Pug becomes a prisoner of war, then a slave, then an apprentice to a different order of magic in which failure means death. He gains a new name - Milamber - and masters powers few, if any, have ever wielded in either the world of his birth or the world to which he now belongs. He quickly becomes a catalyst, either for the destruction or the salvation of both worlds. Tomas, meanwhile, follows the path of a far older magic to become a mighty warrior, on whom the survival of the elves and dwarves depends. But he also faces an inner struggle over his very identity - a character conflict in the deepest sense, and one that could also bring either balance or disruption to the elven realm.
Meanwhile, as the epic tale unfolds, a third hero emerges: Arutha, the younger son of Duke Borric, and at the tale's opening only a lad a few years older than Pug and Tomas. As a magical rift in space brings invaders from the world of Kelewan to the western parts of the Kingdom, the battle lines cut off Borric, elder son Lyam, and other reinforcements from the isolated duchy of Crydee. And so it falls to Arutha and those with him to defend it - a defense in which the brooding young prince develops great qualities of leadership.

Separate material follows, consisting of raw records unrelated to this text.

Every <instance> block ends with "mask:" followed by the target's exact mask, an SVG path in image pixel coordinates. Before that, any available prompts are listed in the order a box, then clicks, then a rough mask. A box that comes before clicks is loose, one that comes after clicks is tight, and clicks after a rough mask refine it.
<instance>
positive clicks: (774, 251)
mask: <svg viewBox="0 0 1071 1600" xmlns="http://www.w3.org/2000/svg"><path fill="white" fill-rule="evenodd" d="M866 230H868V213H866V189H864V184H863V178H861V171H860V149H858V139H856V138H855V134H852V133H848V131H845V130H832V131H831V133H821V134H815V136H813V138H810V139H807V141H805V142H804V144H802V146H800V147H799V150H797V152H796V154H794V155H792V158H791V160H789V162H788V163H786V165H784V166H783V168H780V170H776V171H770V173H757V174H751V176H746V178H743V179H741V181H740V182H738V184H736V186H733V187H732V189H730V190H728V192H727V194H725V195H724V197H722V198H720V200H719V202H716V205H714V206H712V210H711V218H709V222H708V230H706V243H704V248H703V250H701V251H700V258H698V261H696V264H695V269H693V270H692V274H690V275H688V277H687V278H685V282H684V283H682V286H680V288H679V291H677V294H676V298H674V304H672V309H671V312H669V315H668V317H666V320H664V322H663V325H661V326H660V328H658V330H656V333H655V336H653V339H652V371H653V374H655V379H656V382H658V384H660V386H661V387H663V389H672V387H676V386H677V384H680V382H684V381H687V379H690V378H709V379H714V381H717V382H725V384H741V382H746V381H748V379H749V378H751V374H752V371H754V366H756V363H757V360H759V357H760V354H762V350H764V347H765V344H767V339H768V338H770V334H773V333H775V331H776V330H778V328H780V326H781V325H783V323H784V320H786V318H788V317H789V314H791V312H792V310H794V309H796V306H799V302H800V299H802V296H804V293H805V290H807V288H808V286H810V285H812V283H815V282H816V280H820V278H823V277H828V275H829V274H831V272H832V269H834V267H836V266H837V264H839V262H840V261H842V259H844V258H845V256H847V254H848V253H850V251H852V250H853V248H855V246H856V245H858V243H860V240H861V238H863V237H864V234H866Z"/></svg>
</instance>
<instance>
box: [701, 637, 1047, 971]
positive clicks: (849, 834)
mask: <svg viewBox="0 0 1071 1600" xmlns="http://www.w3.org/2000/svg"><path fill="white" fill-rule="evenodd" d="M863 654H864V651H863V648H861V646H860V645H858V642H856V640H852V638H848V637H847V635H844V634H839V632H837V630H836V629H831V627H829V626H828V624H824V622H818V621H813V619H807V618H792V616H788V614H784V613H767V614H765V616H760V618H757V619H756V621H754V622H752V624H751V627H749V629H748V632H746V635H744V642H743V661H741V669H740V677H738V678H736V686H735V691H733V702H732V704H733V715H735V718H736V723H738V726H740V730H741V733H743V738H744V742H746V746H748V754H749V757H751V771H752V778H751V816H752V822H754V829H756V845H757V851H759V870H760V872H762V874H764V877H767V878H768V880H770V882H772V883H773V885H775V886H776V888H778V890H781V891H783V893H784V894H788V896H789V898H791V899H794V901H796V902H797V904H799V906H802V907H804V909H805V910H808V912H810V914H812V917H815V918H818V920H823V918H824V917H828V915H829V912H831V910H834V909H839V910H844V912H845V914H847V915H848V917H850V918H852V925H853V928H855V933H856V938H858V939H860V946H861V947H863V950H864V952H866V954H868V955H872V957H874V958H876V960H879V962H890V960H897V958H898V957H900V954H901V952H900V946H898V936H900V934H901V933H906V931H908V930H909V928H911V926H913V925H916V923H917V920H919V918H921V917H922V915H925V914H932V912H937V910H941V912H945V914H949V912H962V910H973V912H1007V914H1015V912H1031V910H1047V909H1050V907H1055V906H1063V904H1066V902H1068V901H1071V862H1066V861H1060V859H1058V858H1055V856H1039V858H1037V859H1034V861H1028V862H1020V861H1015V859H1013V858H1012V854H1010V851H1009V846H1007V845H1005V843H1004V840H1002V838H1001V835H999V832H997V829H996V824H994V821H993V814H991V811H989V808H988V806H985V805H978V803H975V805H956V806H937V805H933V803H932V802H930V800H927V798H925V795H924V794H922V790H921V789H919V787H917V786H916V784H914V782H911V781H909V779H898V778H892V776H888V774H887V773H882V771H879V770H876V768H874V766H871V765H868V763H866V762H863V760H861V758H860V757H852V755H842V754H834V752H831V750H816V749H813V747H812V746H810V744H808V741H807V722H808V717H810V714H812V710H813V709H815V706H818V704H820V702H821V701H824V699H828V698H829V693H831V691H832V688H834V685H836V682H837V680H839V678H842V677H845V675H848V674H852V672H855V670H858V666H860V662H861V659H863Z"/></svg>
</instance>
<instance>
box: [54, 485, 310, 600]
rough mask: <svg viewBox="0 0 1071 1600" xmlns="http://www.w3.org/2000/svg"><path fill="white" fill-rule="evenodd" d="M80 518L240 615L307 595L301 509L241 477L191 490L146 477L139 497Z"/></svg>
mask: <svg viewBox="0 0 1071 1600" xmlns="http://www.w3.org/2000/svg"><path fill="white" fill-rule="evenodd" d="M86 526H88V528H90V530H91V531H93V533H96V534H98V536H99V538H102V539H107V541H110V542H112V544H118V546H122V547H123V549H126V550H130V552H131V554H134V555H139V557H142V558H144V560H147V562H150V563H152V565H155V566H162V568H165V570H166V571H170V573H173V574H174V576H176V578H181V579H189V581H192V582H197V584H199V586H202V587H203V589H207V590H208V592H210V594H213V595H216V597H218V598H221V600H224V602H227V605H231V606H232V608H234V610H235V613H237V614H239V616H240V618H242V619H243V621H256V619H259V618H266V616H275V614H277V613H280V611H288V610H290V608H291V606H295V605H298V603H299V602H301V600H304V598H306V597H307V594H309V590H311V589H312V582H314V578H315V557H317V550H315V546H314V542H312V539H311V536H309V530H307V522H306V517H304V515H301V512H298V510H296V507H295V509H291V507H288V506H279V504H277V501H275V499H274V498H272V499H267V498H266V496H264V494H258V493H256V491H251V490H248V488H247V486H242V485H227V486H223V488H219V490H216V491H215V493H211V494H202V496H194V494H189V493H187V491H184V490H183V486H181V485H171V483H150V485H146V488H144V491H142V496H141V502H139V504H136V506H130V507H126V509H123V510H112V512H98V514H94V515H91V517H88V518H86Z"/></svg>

I'm trying to whet your appetite for this story without going on for another six paragraphs. But it's oh, so hard not to spill more than the fair allotment of hints about what happens! I was going to name a few more characters, but that would just make it confusing. I was going to mention some of the big questions that become fraught with suspense and mystery, but that would risk spoiling too many surprises. The problem is, it is such a big story, fully deserving of the word "epic," that it's impossible to give a sense of its overall shape without lapsing into a synopsis of the whole book - which is not what I'm trying to write. Besides, such a synopsis might give the false idea that in its huge dimensions and complex structure, it is difficult to follow or ponderous in its movement. On the contrary, it is a book that moves a clear purpose that grips the reader from one end to the other. Unlike even some of the very finest fantasy tomes, it does not leave you floundering across narrative eddies of confused currents or struggling to coast across calms of uninteresting detail. Even in the revised, expanded, "author's preferred edition" that I happened to read, it only rarely suffered, for but the briefest moment now and again, from the sense that a scene was unnecessary or that a conversation went on a few beats too long. It was, in fact, ingeniously engineered to thrill to the very last page, and left me laughing at its closing sentence.
Magician is a novel that, because it is so huge, is most often divided into two books: Magician: Apprentice and Magician: Master. Either separately they form Books 1 and 2, or together they form Book 1, of a series called the Riftwar Saga, in which the immediate sequels are Silverthorn, A Darkness at Sethanon, Prince of the Blood, and The King's Buccaneer. While Feist has gone on from this 1982 debut novel to write numerous fantasy sagas, divided into trilogies and quartets, they all seem to grow out of this book. Most of these apparent spinoff series have "Riftwar" somewhere in their name; then there are the Darkwar, Demonwar, and Chaoswar sagas, which sound like prequels and sequels. I think the cycle totals up to 30 books written over a 30-year period. Now Feist is promising to roll out a completely original, post-Riftwar masterpiece in 2017, titled King of Ashes. While getting into a series of this scope is a daunting undertaking, I find the first book a captivating advertisement for doing just that.